Explainable Amyloidosis Detection
In collaboration with the TeCIP Institute of Scuola Superiore Sant'Anna and the Cardiology Hospital of Pisa, we developed an explainable classifier for cardiac amyloidosis from 6-lead ECGs. Amyloidosis is a rare but life-threatening condition caused by abnormal protein deposits in the heart, and early detection from ECG signals remains a challenging open problem with very few existing automated approaches.
This work uses a private clinical dataset (Castiglione et al., 2025) and was carried out in strict collaboration with a medical team to ensure clinical validity of both the predictions and the model's explanations.
Architecture
The core model is a mixed ResNet–Spatial Transformer network with skip connections, designed to capture both local morphological features and global rhythm patterns across the 6-lead ECG. This architecture outperformed the few existing works in the field on our clinical dataset.

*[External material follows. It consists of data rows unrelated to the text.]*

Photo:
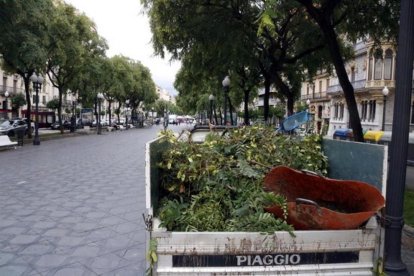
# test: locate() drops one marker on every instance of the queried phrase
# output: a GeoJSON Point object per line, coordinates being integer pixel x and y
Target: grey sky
{"type": "Point", "coordinates": [126, 29]}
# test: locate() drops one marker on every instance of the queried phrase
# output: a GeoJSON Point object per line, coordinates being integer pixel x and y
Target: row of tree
{"type": "Point", "coordinates": [50, 37]}
{"type": "Point", "coordinates": [279, 43]}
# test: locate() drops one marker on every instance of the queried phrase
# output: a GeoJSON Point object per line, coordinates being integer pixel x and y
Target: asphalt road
{"type": "Point", "coordinates": [74, 206]}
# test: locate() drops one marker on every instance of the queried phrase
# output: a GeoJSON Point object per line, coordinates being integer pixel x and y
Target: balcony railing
{"type": "Point", "coordinates": [11, 89]}
{"type": "Point", "coordinates": [314, 96]}
{"type": "Point", "coordinates": [356, 84]}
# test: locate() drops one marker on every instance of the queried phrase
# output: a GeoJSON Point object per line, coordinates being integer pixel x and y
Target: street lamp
{"type": "Point", "coordinates": [226, 84]}
{"type": "Point", "coordinates": [394, 220]}
{"type": "Point", "coordinates": [126, 113]}
{"type": "Point", "coordinates": [37, 85]}
{"type": "Point", "coordinates": [6, 95]}
{"type": "Point", "coordinates": [100, 99]}
{"type": "Point", "coordinates": [211, 98]}
{"type": "Point", "coordinates": [385, 92]}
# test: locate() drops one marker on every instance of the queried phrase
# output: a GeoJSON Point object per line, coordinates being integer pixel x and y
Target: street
{"type": "Point", "coordinates": [74, 206]}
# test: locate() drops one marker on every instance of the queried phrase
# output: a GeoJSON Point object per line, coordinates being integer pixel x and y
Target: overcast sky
{"type": "Point", "coordinates": [126, 29]}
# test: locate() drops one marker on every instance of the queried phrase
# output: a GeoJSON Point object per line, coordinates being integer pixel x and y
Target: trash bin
{"type": "Point", "coordinates": [343, 134]}
{"type": "Point", "coordinates": [373, 136]}
{"type": "Point", "coordinates": [20, 136]}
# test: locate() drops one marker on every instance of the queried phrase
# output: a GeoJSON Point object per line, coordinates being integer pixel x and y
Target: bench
{"type": "Point", "coordinates": [6, 142]}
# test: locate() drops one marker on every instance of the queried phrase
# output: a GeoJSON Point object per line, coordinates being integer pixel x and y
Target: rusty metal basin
{"type": "Point", "coordinates": [320, 203]}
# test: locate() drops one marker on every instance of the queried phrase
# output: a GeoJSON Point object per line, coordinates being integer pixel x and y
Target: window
{"type": "Point", "coordinates": [339, 109]}
{"type": "Point", "coordinates": [378, 65]}
{"type": "Point", "coordinates": [364, 109]}
{"type": "Point", "coordinates": [370, 65]}
{"type": "Point", "coordinates": [352, 74]}
{"type": "Point", "coordinates": [372, 108]}
{"type": "Point", "coordinates": [412, 113]}
{"type": "Point", "coordinates": [4, 83]}
{"type": "Point", "coordinates": [15, 86]}
{"type": "Point", "coordinates": [388, 65]}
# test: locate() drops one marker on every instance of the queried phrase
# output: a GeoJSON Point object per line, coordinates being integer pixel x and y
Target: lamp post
{"type": "Point", "coordinates": [394, 220]}
{"type": "Point", "coordinates": [126, 113]}
{"type": "Point", "coordinates": [226, 84]}
{"type": "Point", "coordinates": [73, 118]}
{"type": "Point", "coordinates": [100, 98]}
{"type": "Point", "coordinates": [211, 98]}
{"type": "Point", "coordinates": [385, 92]}
{"type": "Point", "coordinates": [6, 95]}
{"type": "Point", "coordinates": [37, 85]}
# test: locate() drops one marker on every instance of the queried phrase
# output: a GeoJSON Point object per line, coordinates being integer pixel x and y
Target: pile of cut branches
{"type": "Point", "coordinates": [217, 185]}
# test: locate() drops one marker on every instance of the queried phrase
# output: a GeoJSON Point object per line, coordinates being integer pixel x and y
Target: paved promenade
{"type": "Point", "coordinates": [74, 206]}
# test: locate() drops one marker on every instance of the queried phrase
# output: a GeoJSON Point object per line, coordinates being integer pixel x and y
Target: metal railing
{"type": "Point", "coordinates": [11, 89]}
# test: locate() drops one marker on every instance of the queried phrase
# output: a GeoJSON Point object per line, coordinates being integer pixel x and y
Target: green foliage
{"type": "Point", "coordinates": [152, 256]}
{"type": "Point", "coordinates": [53, 104]}
{"type": "Point", "coordinates": [18, 101]}
{"type": "Point", "coordinates": [217, 185]}
{"type": "Point", "coordinates": [409, 207]}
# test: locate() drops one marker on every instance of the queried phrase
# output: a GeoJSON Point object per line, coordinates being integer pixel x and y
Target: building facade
{"type": "Point", "coordinates": [372, 74]}
{"type": "Point", "coordinates": [13, 85]}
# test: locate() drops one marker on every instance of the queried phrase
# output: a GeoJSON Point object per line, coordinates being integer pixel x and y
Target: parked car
{"type": "Point", "coordinates": [56, 125]}
{"type": "Point", "coordinates": [11, 127]}
{"type": "Point", "coordinates": [32, 124]}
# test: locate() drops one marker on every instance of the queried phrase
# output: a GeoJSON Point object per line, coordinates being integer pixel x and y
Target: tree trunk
{"type": "Point", "coordinates": [26, 80]}
{"type": "Point", "coordinates": [246, 107]}
{"type": "Point", "coordinates": [287, 92]}
{"type": "Point", "coordinates": [60, 109]}
{"type": "Point", "coordinates": [267, 84]}
{"type": "Point", "coordinates": [110, 112]}
{"type": "Point", "coordinates": [231, 111]}
{"type": "Point", "coordinates": [331, 38]}
{"type": "Point", "coordinates": [346, 85]}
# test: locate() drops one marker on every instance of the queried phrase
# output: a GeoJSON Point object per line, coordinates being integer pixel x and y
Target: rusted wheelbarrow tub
{"type": "Point", "coordinates": [319, 203]}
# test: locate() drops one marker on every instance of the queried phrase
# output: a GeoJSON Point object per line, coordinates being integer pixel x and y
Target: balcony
{"type": "Point", "coordinates": [11, 89]}
{"type": "Point", "coordinates": [360, 84]}
{"type": "Point", "coordinates": [314, 96]}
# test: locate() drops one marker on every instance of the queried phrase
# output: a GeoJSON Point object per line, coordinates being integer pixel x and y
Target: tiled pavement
{"type": "Point", "coordinates": [74, 206]}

To further boost performance, we combined it with a pure CNN branch into an ensemble. A final SVM classifier, trained on the probability outputs of the two models (rebalanced using ADASYN), performs the definitive classification decision. Key metrics are F2 score and AUC, chosen to penalise false negatives in this clinical context.
Explainability
A core contribution of this work is its interpretability component. We applied two complementary techniques to understand which parts of the ECG the model attends to:
- Grad-CAM — highlights the most discriminative time-steps in the convolutional feature maps
- Attention Rollout — propagates attention weights across the Transformer layers to produce a global attention map over the input signal
Both methods are validated qualitatively with the clinical team, who assessed whether the model’s focus regions align with known electrophysiological markers of amyloidosis.